Douglas Rushkoff : online
Gathered together beneath the chandeliers of the Beverly Hilton’s main ballroom earlier this year, Hollywood’s best and brightest (dressed, anyway) had paid about $1 500 each to rub elbows with the interactive media-makers who would soon, they feared, replace them.
Meanwhile, a demonstration floor crowded with technology from Compaq and other Silicon Valley behemoths offered a platform for sales reps seeking to hook the contracts a digital Hollywood would surely spawn.
The purpose of this conference was to orient the entertainment industry to the promise of networking technology. The consensus of the group was that there was money to be made on the Net – most probably by taking the content and talent they owned and repackaging it for the online environment. Conversely, those who chose to ignore the coming digital revolution knew they would only suffer the slow, certain death of obsolescence.
I had the dubious pleasure of addressing this conference, suitably entitled Networked Entertainment World. If only I hadn’t been asked to speak first, I may not have felt so compelled to dash their hopes. “Networked entertainment is an oxymoron,” I proclaimed. Indeed, entertainment literally means “to hold within”, while networking is to branch out.
A studio executive equated this argument with the anti-technology rhetoric of the Unabomber. Little did he realise that he was the one turning back the clock by insisting that the Internet reduce itself to just another content delivery system.

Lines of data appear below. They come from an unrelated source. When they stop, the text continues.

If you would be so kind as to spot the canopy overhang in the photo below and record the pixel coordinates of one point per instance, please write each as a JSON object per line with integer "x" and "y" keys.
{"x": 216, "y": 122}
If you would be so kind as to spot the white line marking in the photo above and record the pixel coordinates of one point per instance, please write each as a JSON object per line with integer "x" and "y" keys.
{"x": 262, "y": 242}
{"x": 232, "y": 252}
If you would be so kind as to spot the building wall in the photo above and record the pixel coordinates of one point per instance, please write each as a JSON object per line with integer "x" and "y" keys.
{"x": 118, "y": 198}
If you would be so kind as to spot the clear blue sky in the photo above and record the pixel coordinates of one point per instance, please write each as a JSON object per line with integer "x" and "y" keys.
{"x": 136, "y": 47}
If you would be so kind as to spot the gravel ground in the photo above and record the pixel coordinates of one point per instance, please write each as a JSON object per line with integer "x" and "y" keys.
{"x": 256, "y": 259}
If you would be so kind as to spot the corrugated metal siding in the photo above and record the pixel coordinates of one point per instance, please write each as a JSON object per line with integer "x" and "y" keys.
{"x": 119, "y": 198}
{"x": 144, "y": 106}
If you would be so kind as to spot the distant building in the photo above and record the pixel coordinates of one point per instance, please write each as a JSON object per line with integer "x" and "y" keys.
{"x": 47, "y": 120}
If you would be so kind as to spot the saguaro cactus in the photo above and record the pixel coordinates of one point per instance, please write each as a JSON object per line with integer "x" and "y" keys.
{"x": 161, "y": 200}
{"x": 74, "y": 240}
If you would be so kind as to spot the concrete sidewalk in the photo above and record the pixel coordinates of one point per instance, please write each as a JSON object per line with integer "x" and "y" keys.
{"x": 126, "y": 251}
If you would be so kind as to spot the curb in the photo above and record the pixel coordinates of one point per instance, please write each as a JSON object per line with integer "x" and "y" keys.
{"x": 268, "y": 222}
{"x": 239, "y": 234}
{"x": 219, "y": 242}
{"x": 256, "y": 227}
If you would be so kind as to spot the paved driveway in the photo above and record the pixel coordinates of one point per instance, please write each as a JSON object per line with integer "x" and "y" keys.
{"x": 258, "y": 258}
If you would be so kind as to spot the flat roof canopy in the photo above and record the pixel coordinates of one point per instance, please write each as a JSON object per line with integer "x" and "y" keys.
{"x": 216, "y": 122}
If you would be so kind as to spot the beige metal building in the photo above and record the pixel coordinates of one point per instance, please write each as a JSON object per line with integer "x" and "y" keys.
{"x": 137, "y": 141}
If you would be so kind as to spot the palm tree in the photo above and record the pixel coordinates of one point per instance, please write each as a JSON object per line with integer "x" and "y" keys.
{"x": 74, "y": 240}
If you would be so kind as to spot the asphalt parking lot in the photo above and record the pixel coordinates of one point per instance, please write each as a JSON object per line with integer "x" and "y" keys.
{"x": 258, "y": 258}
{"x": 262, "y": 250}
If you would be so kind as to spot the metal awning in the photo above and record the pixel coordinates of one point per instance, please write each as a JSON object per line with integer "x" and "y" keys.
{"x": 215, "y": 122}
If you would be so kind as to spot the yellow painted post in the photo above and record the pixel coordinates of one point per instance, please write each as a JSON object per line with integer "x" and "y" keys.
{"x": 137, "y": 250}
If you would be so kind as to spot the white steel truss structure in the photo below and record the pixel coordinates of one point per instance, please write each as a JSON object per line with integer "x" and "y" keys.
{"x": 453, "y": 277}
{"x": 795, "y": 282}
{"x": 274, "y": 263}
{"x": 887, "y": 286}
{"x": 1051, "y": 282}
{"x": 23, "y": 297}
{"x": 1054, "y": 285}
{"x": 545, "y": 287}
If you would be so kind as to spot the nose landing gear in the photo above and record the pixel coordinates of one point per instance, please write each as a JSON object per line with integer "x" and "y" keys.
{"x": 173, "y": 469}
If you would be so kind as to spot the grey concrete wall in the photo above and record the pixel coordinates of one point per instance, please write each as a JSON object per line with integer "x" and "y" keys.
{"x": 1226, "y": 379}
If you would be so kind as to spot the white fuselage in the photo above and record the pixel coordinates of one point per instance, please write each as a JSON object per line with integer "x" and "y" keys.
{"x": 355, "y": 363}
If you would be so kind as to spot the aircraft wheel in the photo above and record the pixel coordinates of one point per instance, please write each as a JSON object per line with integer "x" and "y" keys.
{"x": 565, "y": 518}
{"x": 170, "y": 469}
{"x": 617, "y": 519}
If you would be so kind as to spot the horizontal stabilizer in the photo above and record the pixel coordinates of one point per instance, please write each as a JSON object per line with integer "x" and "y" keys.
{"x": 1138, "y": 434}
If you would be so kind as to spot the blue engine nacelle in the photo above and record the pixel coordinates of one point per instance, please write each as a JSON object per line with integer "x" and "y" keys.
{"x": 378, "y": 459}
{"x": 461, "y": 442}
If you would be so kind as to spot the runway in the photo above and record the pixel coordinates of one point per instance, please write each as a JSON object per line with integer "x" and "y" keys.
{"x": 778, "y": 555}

The rush to converge the Internet (a communications medium) with television (a programming medium) is ill-founded and ill- fated. I don’t want to watch TV at my desk, and I don’t want to send e-mail from the couch. TV could be considered a “yin” experience – a passive acceptance of entertainment programming.
The Net is a “yang” experience. Even when we use the Net to make a purchase, the sensation is that of moving out through the networks and procuring objects.
The power of the Internet is its ability to foster communication between people – networking. It’s not the content that makes networking so special and the Net so engaging – it’s the living human beings.
Likewise, TV is fine just the way it is. No matter how much we all complain about the quality of today’s programmes, after a long day of sitting at the computer most of us would prefer to shut it off and then collapse on the couch. We use the TVremote control to escape bad programmes. The object is to find something good and toss the remote aside.
A “Web TV” interface might allow us to choose a movie from a menu rather than going to the store, but that’s hardly “networked entertainment”. It’s just an electronic TV listing.
If networking is about contact, and entertainment is about content, then how can the two be combined? The best examples of networked entertainment I’ve seen are interactive gaming sites. Players can log on to networks and play with or against one another. Most of these sites allow players to chat with one another.
The appearances by famous guests in AOL “auditoriums” also provide entertaining group experiences for those who participate. Although the guest celebrity could be seen as the “content”, the potential for live interaction with him or one’s fellows in the stalls provides the networked context.
If Hollywood hopes to venture into networked entertainment, its developers must think of themselves more as the hosts of parties than the providers of content. They will have to come up with new ways to stage more of the “be-ins” that give the Internet its character.
Until they do, I’ll look for my entertainment on the TV.